In late March, Salon’s Steve Kornacki wrote an article called “The unbeatable Republican?” It may still come as a surprise that Kornacki was referring to Scott Brown, the GOP’s rising star and current occupant of Ted Kennedy’s old Massachusetts Senate seat.

Democrats would love to have the seat back, but had commissioned a poll and found that Brown’s approval was at 73 percent and that he would beat Democratic challengers without breaking a sweat. Then Democrats got some good news—sort of. Congressional Republicans had successfully blocked Harvard professor and consumer advocate Elizabeth Warren from being appointed to run the new federal bureaucracy she crafted, the Consumer Financial Protection Bureau. Though a personal setback for Warren, it left her with an opportunity to challenge Brown—something that at first seemed to be wishful thinking on the part of liberal groups, but which now may be taking shape.

Warren posted a blog on the liberal website Blue Mass Group that hinted at her interest in the seat. She hired advisors, contacted party officials, and now a liberal advocacy group has announced it raised $100,000 for her campaign:

The Progressive Change Campaign Committee said Monday more than 53,000 people have joined its online effort to draft Warren and pledged tens of thousands of volunteer hours.

Of the money raised, $75,000 would go directly to Warren’s campaign, while $25,000 would pay for online ads in Massachusetts promoting the draft effort.

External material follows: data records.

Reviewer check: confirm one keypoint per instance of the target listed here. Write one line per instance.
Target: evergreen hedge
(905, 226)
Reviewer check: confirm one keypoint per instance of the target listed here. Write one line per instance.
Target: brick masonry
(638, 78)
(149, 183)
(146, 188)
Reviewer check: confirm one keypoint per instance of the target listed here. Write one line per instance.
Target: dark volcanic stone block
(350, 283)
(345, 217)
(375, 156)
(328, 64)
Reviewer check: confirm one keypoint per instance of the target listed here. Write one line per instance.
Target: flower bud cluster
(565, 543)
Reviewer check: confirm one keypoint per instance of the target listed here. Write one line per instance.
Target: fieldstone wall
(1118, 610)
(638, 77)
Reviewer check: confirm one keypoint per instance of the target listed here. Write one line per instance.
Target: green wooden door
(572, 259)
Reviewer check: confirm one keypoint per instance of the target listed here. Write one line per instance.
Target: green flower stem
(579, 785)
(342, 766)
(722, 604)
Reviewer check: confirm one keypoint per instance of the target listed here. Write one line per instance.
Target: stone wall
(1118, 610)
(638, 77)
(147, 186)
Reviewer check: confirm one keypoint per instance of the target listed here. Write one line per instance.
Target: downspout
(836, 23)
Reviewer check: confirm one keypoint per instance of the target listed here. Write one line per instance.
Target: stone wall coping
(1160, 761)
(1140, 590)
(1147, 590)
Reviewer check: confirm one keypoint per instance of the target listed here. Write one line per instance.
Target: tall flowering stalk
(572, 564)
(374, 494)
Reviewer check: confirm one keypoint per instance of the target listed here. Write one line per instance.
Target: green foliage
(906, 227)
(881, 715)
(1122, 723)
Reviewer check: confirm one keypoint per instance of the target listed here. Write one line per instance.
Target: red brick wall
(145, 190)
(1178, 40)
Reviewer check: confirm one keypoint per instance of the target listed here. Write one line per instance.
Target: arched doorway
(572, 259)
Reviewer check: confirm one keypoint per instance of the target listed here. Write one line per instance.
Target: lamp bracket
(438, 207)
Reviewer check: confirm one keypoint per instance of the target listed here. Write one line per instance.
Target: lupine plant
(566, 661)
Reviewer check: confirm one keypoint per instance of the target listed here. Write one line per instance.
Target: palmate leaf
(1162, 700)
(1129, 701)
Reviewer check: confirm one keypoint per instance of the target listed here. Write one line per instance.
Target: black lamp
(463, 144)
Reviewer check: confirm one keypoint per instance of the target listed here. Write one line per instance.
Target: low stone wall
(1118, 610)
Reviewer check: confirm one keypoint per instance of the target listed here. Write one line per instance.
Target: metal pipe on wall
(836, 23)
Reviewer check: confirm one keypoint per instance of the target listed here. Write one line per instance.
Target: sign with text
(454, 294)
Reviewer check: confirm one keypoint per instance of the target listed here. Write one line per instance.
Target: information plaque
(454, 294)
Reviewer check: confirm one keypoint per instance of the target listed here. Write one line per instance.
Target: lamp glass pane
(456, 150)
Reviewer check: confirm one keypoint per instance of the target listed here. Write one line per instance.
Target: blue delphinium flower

Brown has shown some concern about facing Warren; his office commissioned an internal poll that showed him winning a landslide against her. The timing of the poll seems clearly intended to nudge her away from a run by making it look like she’ll have to climb a political mountain to get there. Some Democrats scoffed at the poll, but it reflects what Kornacki has been saying: the Democratic primary field for that seat is crowded and Brown is polling well and has $10 million in the bank. “It’s hard to see a Senate race being anything but frustrating for her,” he wrote in May.

Ezra Klein’s instincts were the opposite of Kornacki’s, but both were writing while there was still some chance Warren would head the CFPB—perhaps, at last resort, through a recess appointment. That is no longer on the table. Plus, as one Democratic strategist told the Boston Herald, “She can raise money nationally. If she gets in, the money that will come into the race on the Scott Brown side will be astounding.”

My sense, though, is that Massachusetts Republican chairwoman Jennifer Nassour’s line of attack is probably on the money: “If the Massachusetts Democratic primary were decided by Washington insiders and policy wonks in ivory towers, Professor Warren would likely be the front-runner.”

A Harvard professor-turned-political activist doesn’t make the strongest candidate anywhere, even Massachusetts. There were many reasons for Scott Brown’s victory in 2010, but his pickup truck campaign appeared infinitely more in touch with the state’s voters than his opponent’s grumbling entitlement. Warren may learn from Martha Coakley’s mistakes, but perhaps the best lesson she could learn is not to challenge Scott Brown.